Humor me

Maybe you will play along with me, and entertain the spaces I want you to imagine.

The one we know well won’t be hard for you to conceptualize. The selfish one. The profit motive, cash intensive one. But there’s the second space too. It is outlined by time, energies and outlays for group things. The things we call public. So, if you can, hold these two dynamic spheres, one of initiating activities toward private profits and a second contributing to yields for the group, in your mind for a minute or two.

The first part of the story is familiar to you. It’s about how private equity firms (there are many big ones like Blackstone, Apollo and Bain) go in and buy up old or floundering businesses and rip away any remaining social ties that may cling to them. Pensions? Gone. Employment contracts? No more. A trustee companion to the surrounding community? I think no longer.

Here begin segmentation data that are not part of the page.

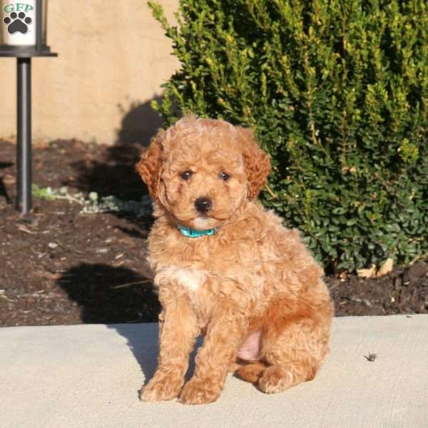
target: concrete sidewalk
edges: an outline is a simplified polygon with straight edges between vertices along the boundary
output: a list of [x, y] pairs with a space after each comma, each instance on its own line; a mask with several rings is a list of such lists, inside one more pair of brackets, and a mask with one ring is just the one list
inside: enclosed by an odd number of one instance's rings
[[428, 315], [335, 318], [314, 381], [265, 395], [230, 377], [204, 406], [138, 400], [156, 342], [154, 324], [1, 328], [0, 427], [428, 427]]

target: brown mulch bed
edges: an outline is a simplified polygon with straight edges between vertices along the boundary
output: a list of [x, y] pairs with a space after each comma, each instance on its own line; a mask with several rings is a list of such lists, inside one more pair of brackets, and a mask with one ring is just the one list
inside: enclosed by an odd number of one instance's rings
[[[34, 149], [34, 182], [138, 200], [133, 170], [141, 147], [54, 141]], [[34, 199], [14, 209], [15, 146], [0, 141], [0, 326], [156, 321], [146, 263], [153, 220], [84, 214], [68, 200]], [[329, 276], [337, 315], [428, 313], [428, 260], [373, 279]]]

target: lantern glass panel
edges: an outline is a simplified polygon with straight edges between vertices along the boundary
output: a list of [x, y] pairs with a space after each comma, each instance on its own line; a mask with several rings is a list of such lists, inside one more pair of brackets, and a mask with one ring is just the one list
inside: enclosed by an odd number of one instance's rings
[[[36, 39], [36, 0], [0, 0], [0, 45], [34, 46]], [[47, 0], [42, 0], [41, 46], [46, 45]]]

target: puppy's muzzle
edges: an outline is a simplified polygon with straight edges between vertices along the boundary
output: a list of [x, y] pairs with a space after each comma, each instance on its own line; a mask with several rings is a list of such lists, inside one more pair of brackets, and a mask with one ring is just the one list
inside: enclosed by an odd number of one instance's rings
[[195, 200], [195, 208], [202, 214], [206, 214], [213, 208], [213, 201], [205, 196], [198, 198]]

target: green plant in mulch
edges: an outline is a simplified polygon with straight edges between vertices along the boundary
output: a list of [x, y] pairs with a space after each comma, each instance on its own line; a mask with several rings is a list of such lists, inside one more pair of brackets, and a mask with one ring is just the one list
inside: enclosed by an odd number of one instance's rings
[[273, 165], [262, 195], [332, 270], [428, 250], [424, 0], [149, 3], [180, 68], [153, 103], [252, 127]]
[[65, 199], [70, 203], [78, 203], [82, 205], [81, 213], [95, 214], [98, 213], [123, 212], [136, 215], [136, 217], [147, 217], [151, 215], [152, 204], [150, 197], [143, 195], [141, 200], [123, 200], [114, 195], [99, 197], [96, 192], [90, 192], [87, 197], [83, 193], [71, 195], [67, 187], [53, 189], [50, 187], [41, 188], [34, 184], [33, 195], [39, 199], [55, 200]]

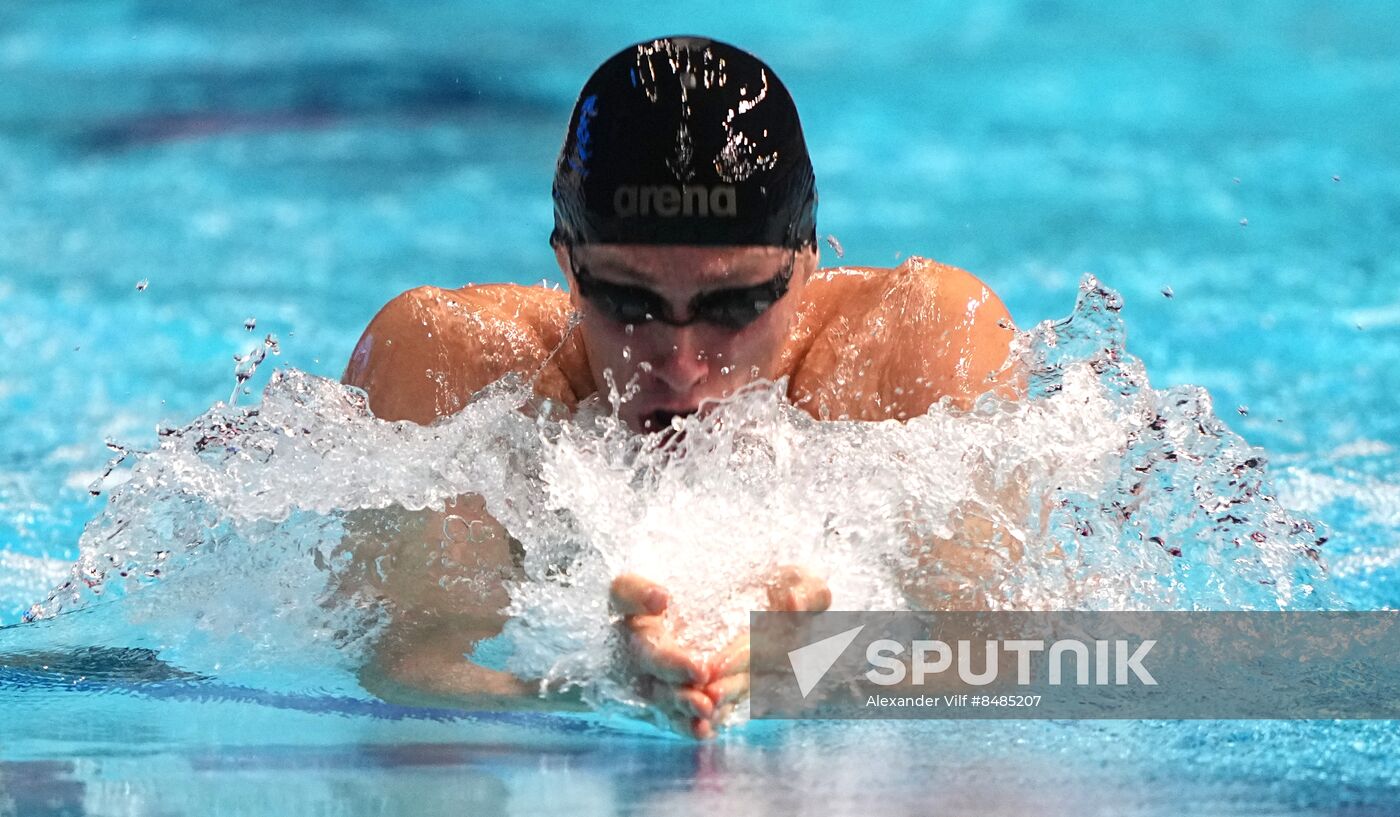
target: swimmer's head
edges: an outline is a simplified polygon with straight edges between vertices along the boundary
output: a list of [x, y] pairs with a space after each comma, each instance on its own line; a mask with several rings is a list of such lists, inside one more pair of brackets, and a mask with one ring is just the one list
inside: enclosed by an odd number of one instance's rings
[[574, 105], [550, 241], [815, 248], [816, 183], [787, 88], [713, 39], [623, 49]]

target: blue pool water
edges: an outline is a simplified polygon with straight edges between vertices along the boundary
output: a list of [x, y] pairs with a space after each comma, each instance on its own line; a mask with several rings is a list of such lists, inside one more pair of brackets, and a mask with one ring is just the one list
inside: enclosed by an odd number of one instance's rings
[[[267, 333], [241, 403], [273, 365], [337, 378], [409, 287], [559, 281], [573, 97], [672, 32], [783, 74], [841, 262], [969, 269], [1022, 327], [1068, 315], [1085, 271], [1117, 290], [1152, 385], [1208, 389], [1322, 526], [1343, 603], [1393, 609], [1396, 22], [1361, 0], [0, 7], [0, 623], [78, 555], [104, 441], [148, 449], [227, 400]], [[7, 648], [43, 639], [25, 627]], [[1400, 811], [1389, 722], [753, 723], [696, 746], [287, 667], [144, 677], [140, 655], [0, 670], [0, 814]]]

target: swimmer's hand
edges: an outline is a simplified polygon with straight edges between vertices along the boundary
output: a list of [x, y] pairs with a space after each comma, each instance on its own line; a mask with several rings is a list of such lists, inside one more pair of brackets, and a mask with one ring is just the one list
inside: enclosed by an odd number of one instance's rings
[[[764, 583], [773, 611], [816, 613], [832, 603], [826, 582], [805, 568], [780, 568]], [[707, 740], [749, 694], [749, 634], [701, 660], [676, 644], [665, 620], [669, 602], [665, 588], [636, 574], [613, 581], [612, 603], [623, 616], [641, 694], [666, 713], [676, 732]]]

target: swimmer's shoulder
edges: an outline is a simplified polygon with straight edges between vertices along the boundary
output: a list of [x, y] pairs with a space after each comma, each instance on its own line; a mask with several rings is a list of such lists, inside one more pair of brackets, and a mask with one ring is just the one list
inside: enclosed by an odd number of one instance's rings
[[889, 269], [826, 269], [805, 299], [809, 337], [794, 382], [840, 406], [833, 415], [904, 420], [942, 397], [969, 406], [990, 389], [1012, 392], [1001, 372], [1015, 325], [966, 270], [917, 256]]
[[539, 395], [573, 406], [588, 367], [568, 315], [552, 287], [416, 287], [374, 316], [342, 379], [384, 420], [431, 422], [510, 372], [539, 374]]

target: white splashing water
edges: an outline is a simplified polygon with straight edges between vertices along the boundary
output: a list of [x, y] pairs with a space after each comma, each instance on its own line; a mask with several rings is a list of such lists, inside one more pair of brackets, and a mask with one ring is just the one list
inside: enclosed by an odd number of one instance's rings
[[[700, 651], [738, 634], [790, 564], [846, 610], [1340, 607], [1323, 537], [1273, 499], [1264, 452], [1203, 389], [1152, 389], [1119, 308], [1086, 278], [1068, 319], [1021, 339], [1026, 399], [904, 424], [818, 422], [759, 383], [679, 434], [637, 436], [601, 402], [563, 418], [507, 379], [419, 427], [283, 369], [256, 408], [217, 404], [141, 455], [71, 576], [0, 646], [146, 645], [244, 683], [353, 687], [392, 602], [347, 581], [367, 561], [342, 546], [347, 520], [378, 515], [388, 539], [463, 494], [524, 546], [511, 670], [598, 702], [631, 699], [606, 602], [627, 571], [671, 590]], [[969, 544], [976, 529], [991, 537]], [[500, 583], [459, 544], [444, 530], [427, 557], [456, 565], [444, 589]]]

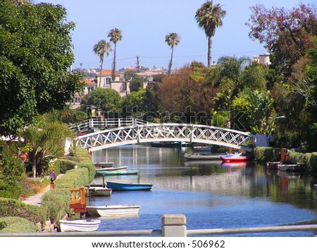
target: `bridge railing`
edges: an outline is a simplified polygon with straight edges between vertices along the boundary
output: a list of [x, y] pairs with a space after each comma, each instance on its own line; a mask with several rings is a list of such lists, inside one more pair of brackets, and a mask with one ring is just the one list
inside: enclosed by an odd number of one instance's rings
[[[162, 236], [162, 237], [187, 237], [187, 236], [213, 236], [232, 234], [247, 233], [317, 231], [317, 224], [273, 226], [249, 228], [232, 229], [187, 229], [187, 219], [184, 214], [163, 214], [161, 219], [161, 229], [101, 231], [95, 232], [49, 232], [49, 233], [0, 233], [0, 237], [6, 236], [49, 236], [49, 237], [115, 237], [115, 236]], [[315, 235], [316, 233], [313, 234]]]
[[127, 118], [104, 118], [94, 117], [81, 121], [78, 123], [70, 124], [68, 127], [76, 132], [87, 131], [101, 131], [108, 128], [121, 127], [147, 124], [147, 122], [133, 117]]
[[92, 151], [114, 146], [153, 141], [183, 141], [251, 150], [254, 136], [246, 132], [206, 125], [147, 124], [123, 127], [80, 136], [77, 146]]

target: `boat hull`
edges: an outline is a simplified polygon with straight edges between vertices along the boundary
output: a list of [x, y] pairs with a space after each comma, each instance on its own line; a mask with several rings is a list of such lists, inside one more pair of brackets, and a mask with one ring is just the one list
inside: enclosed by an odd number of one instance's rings
[[96, 169], [103, 168], [103, 167], [113, 167], [113, 162], [98, 162], [94, 163]]
[[132, 184], [107, 181], [107, 187], [113, 191], [149, 191], [152, 184]]
[[304, 170], [304, 166], [300, 164], [278, 164], [278, 168], [281, 172], [300, 172]]
[[186, 160], [219, 160], [221, 156], [224, 156], [225, 153], [215, 153], [210, 155], [197, 155], [197, 154], [188, 154], [185, 153], [184, 154], [184, 157]]
[[112, 189], [102, 186], [89, 186], [86, 189], [87, 196], [111, 196]]
[[247, 161], [251, 160], [251, 157], [246, 155], [232, 155], [221, 156], [220, 160], [224, 162]]
[[61, 220], [61, 232], [92, 232], [98, 229], [101, 221], [99, 219], [87, 220]]
[[271, 161], [268, 162], [266, 162], [266, 169], [278, 169], [278, 164], [280, 164], [280, 162], [274, 162]]
[[137, 174], [139, 170], [125, 170], [125, 171], [96, 171], [97, 175], [127, 175]]
[[139, 205], [105, 205], [87, 207], [87, 212], [92, 217], [123, 217], [137, 216]]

An alumni from my alma mater, Gretchen Morgenson, is a senior financial reporter with NBC and can tell you all about sphere one in her book, The Hidden Force Behind Wealth Inequality in America. In the clip below she focuses on the results of private equity firms becoming the owners and custodians of nursing homes.

The claim that the private equity firms live in the for-profit sphere, and in turn are destructive to social riches is irrefutable. But it is by design. Perhaps it serves the same purpose as the destruction of ancient Sequoia trees in a forest fire. This is part of the process. But most would agree that there are many possible points of optimization in the process of externalizing social contracts and extracting their value through dollars to shareholders.

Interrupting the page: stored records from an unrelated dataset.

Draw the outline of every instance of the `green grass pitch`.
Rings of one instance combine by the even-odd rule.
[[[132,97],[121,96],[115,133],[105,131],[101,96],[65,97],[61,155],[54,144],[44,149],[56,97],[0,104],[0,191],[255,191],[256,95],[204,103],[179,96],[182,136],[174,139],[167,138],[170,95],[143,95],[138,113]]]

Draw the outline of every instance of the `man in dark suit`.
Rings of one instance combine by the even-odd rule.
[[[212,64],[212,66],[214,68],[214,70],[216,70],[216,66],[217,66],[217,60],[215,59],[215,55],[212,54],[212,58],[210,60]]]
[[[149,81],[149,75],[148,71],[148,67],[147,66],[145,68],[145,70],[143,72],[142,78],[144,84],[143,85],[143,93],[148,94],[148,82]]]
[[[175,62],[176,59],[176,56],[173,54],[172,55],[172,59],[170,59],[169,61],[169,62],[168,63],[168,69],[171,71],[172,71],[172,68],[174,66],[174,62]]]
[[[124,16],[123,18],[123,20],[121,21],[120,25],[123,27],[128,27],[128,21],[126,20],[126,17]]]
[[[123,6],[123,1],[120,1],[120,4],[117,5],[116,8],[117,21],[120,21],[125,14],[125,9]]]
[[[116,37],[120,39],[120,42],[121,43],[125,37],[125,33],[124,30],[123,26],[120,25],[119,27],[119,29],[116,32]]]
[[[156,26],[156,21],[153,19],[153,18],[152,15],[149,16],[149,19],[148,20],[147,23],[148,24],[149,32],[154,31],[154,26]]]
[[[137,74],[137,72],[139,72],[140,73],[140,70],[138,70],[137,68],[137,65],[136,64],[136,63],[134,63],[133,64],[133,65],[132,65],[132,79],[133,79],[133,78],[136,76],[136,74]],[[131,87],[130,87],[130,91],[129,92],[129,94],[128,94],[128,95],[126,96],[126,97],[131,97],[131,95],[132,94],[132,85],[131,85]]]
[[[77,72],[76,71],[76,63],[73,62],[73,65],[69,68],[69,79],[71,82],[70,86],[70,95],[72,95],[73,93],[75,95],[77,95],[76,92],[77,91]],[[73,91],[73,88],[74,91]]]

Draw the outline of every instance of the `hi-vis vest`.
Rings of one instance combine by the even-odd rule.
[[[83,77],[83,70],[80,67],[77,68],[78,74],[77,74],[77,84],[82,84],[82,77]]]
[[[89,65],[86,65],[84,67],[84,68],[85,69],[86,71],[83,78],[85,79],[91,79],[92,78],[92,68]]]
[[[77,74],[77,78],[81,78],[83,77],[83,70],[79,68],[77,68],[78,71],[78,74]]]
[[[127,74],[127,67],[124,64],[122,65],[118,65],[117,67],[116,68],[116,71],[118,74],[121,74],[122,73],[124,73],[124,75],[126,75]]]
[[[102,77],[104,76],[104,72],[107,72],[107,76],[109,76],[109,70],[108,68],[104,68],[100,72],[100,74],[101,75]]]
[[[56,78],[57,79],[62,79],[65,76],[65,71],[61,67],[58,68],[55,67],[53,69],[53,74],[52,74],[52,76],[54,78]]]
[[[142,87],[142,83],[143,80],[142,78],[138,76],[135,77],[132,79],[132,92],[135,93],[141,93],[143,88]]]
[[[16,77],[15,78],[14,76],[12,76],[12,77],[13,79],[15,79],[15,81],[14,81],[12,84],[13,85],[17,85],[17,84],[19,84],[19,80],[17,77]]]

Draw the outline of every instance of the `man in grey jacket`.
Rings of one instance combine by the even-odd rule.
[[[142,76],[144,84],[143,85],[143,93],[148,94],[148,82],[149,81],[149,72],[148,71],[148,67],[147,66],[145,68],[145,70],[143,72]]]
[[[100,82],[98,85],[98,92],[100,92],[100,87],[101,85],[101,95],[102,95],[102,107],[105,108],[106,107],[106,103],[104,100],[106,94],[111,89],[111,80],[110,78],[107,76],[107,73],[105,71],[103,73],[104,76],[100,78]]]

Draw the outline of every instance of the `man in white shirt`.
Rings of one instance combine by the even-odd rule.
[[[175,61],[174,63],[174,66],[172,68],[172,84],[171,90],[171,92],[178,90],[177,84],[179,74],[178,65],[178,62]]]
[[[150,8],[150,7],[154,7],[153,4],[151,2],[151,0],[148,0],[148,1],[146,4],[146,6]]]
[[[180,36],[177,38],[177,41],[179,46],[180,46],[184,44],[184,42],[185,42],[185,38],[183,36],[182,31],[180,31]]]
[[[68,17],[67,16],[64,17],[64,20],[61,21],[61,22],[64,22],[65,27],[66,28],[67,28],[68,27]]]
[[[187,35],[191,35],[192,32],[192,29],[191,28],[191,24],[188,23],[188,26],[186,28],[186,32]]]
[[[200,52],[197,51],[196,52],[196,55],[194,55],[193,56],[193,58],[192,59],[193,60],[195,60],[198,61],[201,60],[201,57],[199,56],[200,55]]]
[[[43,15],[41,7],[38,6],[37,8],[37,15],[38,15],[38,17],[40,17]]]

To come at the quandary from another angle, try to imagine where the flip side of the activities of private equity firms reside. Where in the two spheres is the opposite enterprises underway? Instead of extracting dollars and putting social benefits to rest, dollars are inserted into a network of social activity to substitute for care, education, food and so on.

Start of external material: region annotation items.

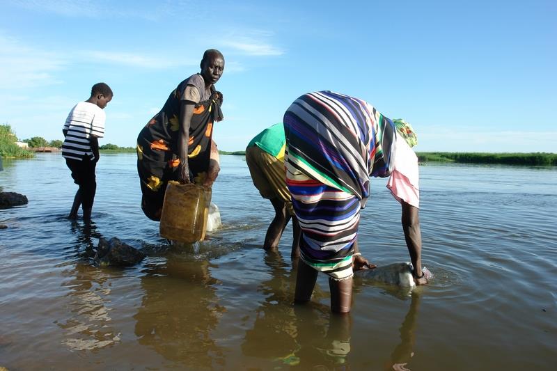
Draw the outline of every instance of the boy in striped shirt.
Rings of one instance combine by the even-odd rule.
[[[103,82],[91,88],[91,95],[72,109],[64,124],[62,156],[72,171],[74,182],[79,186],[68,218],[77,218],[79,206],[83,220],[91,222],[91,210],[97,190],[95,167],[99,161],[98,138],[104,135],[104,107],[112,100],[112,90]]]

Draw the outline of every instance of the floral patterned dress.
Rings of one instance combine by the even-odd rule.
[[[154,221],[160,221],[168,180],[178,180],[180,106],[188,83],[194,76],[178,84],[162,109],[149,120],[137,137],[141,209]],[[211,86],[209,99],[202,100],[194,109],[188,139],[188,163],[193,177],[207,171],[213,125],[223,118],[221,104],[222,94]]]

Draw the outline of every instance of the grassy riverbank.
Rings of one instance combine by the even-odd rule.
[[[20,148],[15,142],[17,137],[8,125],[0,125],[0,156],[3,158],[33,157],[33,152]]]
[[[484,153],[418,152],[421,162],[457,162],[462,164],[493,164],[540,166],[557,166],[557,154],[533,153]]]
[[[245,155],[245,151],[219,151],[221,155]],[[461,164],[493,164],[540,166],[557,166],[557,154],[533,153],[486,153],[452,152],[418,152],[420,162],[456,162]]]
[[[111,153],[135,153],[135,147],[119,147],[116,149],[104,149],[102,148],[99,148],[100,153],[111,154]]]

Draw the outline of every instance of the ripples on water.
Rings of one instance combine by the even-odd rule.
[[[290,228],[278,254],[260,245],[272,217],[245,161],[223,156],[213,200],[224,226],[168,246],[141,208],[135,156],[105,155],[92,228],[65,219],[77,186],[59,155],[4,161],[0,187],[26,207],[0,211],[0,367],[85,370],[552,370],[557,344],[557,171],[421,167],[423,263],[411,295],[356,281],[347,316],[331,315],[320,275],[294,306]],[[400,205],[372,180],[362,252],[409,260]],[[379,232],[380,231],[380,232]],[[90,263],[100,237],[147,258]]]

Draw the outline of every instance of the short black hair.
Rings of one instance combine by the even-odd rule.
[[[97,82],[91,88],[91,97],[97,94],[102,94],[105,97],[113,95],[112,89],[104,82]]]
[[[203,53],[203,58],[201,59],[201,63],[200,63],[201,68],[203,68],[203,62],[207,61],[212,56],[219,56],[224,60],[224,56],[222,55],[222,53],[217,50],[216,49],[207,49]]]

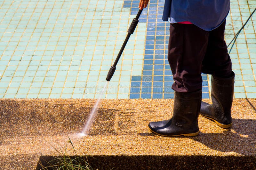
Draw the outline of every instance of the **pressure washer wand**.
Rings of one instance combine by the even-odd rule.
[[[108,71],[108,75],[107,76],[107,78],[106,78],[106,80],[107,81],[110,81],[111,78],[112,78],[113,75],[114,74],[114,73],[115,73],[115,71],[116,71],[116,66],[117,62],[118,62],[120,57],[121,57],[121,55],[122,55],[124,49],[124,47],[126,46],[126,44],[127,43],[128,40],[129,39],[129,38],[130,38],[131,34],[132,34],[133,33],[133,32],[134,32],[135,29],[136,28],[136,26],[137,26],[138,23],[139,23],[139,18],[141,13],[142,10],[139,10],[136,17],[132,20],[132,24],[131,24],[130,27],[127,31],[128,32],[128,33],[127,34],[125,39],[124,40],[121,49],[119,51],[119,53],[118,53],[117,57],[116,57],[116,60],[115,61],[113,65],[111,66],[109,70]]]

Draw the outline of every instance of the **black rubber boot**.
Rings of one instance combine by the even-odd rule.
[[[150,122],[150,130],[166,137],[194,136],[199,133],[198,120],[202,91],[180,93],[174,91],[173,114],[170,119]]]
[[[224,78],[212,76],[212,100],[210,104],[202,102],[200,115],[223,128],[232,126],[231,107],[233,101],[235,73]]]

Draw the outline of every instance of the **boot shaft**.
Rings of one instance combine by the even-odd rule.
[[[174,91],[173,118],[177,125],[198,128],[202,94],[201,90],[193,92]]]
[[[232,71],[231,76],[227,78],[212,75],[211,81],[212,104],[214,107],[218,110],[216,111],[231,113],[234,96],[235,73]]]

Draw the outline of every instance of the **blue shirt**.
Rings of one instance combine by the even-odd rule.
[[[171,23],[189,21],[199,28],[210,31],[226,19],[230,0],[165,0],[163,20]]]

A place where, at every turn, a community is propped up, rather weakly I might add, by subsidies is also messing with the spheres of activity. And in such a neighborhood where 60-70-80% of the residences live below the poverty level– actors are being stripped of the possibility of engaging in mechanisms of self accomplishment and achievement.

Whether the misuse of money is in the private sphere or the public sphere, the net result is, as Gretchen postulates, a dark force behind wealth inequality.

Solving problems across the entire economic landscape is preferable. Looking for optimizations in multidimensions will provide greater insights. Sorting the industries which favor the nature of the communal or the nature of the private will point out short comings. Understanding the role of subsidy intervention and the power of group relationships will create leverage.

All of this can be stretched across a framework of public and private spheres.